Respondent CONSOL Pennsylvania Coal Company, LLC is hereby ORDERED to PAY a penalty of $298.00 within 40 days of this decision.
/s/ Alan G. Paez
Alan G. Paez
Distribution: (Via U.S. Mail and Electronic Mail)
Matthew R. Epstein, Esq., Office of the Regional Solicitor, U.S. Department of Labor,
1835 Market Street, Mailstop SOL/22, Philadelphia, PA 19103-2968 (firstname.lastname@example.org)
 Upon receiving the Secretary’s motion for a partial settlement, I issued a Decision Approving Partial Settlement on September 16, 2021, resolving three of the six citations contained in consolidated Docket Nos. PENN 2021-0047 and PENN 2021-0058. Thereafter, at the hearing the parties entered a settlement on the record for two section 104(a) citations, one of which disposed of the sole remaining citation in Docket No. PENN 2021-0058. I issued my Decision Approving Second Partial Settlement for the two citations on November 24, 2021, resulting in the full disposition of Docket No. PENN 2021-0058.
 The S&S terminology comes from section 104(d)(1) of the Mine Act, 30 U.S.C. § 814(d)(1), which distinguishes as more serious any violation that “could significantly and substantially contribute to the cause and effect of a . . . mine safety or health hazard . . . .” 30 U.S.C. § 814(d)(1).
 Section 75.1722(a) provides: “Gears; sprockets; chains; drive, head, tail, and takeup pulleys; flywheels; couplings, shafts; sawblades; fan inlets; and similar exposed moving machine parts which may be contacted by persons, and which may cause injury to persons shall be guarded.” 30 C.F.R. § 75.1722(a).
 The citation only considers the violation of the missing guarding around the 5B belt drive roller. (Ex.
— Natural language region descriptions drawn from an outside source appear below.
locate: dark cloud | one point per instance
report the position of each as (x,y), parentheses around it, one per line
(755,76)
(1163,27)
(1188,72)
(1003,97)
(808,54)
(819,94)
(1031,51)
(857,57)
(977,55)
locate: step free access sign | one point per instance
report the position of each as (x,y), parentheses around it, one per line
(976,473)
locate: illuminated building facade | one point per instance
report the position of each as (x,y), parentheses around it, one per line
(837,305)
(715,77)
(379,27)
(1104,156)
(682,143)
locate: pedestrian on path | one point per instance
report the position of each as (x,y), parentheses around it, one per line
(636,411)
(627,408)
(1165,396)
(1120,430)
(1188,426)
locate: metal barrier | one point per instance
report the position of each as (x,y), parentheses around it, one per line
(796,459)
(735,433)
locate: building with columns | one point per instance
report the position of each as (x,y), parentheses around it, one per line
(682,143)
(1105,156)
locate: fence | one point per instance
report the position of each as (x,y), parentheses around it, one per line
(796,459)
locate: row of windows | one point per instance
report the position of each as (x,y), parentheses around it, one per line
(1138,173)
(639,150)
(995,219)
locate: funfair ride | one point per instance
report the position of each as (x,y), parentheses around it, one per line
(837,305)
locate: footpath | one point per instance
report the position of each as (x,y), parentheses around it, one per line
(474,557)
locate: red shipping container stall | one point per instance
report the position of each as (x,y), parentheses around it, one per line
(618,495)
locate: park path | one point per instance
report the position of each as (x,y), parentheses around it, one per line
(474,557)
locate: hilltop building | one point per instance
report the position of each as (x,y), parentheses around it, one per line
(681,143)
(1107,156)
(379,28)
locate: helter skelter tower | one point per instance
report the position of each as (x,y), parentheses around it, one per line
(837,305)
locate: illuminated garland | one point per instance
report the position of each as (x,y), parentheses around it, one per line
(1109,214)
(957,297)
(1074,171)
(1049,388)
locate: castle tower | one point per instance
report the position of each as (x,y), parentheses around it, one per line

GX–1-1.) Therefore, I do not consider the possibility of direct injury from contact with the overhead belt in my S&S analysis. Nevertheless, Mathies requires an analysis of the circumstances as the inspector found them at the time of the violation. Peabody, 42 FMSHRC at 382.
 CONSOL wisely requires its miners to lock-out and tag-out the belt, or turn off the machine and render it inoperable, before proceeding under the belt. (Tr. 99:22–25.) While a prudent miner should lock-out and tag-out the belt line before walking under the belt, “[t]he Court cannot assume that miners would exercise caution.” CONSOL Pa. Coal Co., 43 FMSHRC 145, 148 (Apr. 2021). Inspector Detrick notes “there [are] accidents that happen every day because people weren’t prudent in their personal safety,” as well as “numerous fatalities” in the mining industry, that lead him to believe that miners would traverse under a belt without turning off, locking out, and tagging out the belt. (Tr. 62:21–23, 63:4–10); see Sec’y of Labor v. Ohio Valley Coal Co., 359 F.3d 531 (D.C. Cir. 2004) (noting miner’s failure to turn off machine when assessing for maintenance led to severing of his arm and subsequent fatality). Here, however, CONSOL’s lock-out and tag-out policy is a redundant safety measure and is therefore irrelevant to the S&S analysis. Sec’y of Labor v. Consolidation Coal Co., 895 F.3d 113, 116, 118 (D.C. Cir. 2018) (holding safety measures, including company policy not to access area of unsupported roof, are irrelevant to S&S analysis).
 Please pay penalties electronically at Pay.Gov, a service of the U.S. Department of the Treasury, at https://www.pay.gov/public/form/start/67564508. Alternatively, send payment (check or money order) to: U.S. Department of Treasury, Mine Safety and Health Administration P.O. Box 790390, St. Louis, MO 63179-0390. Please include Docket and A.C. Numbers.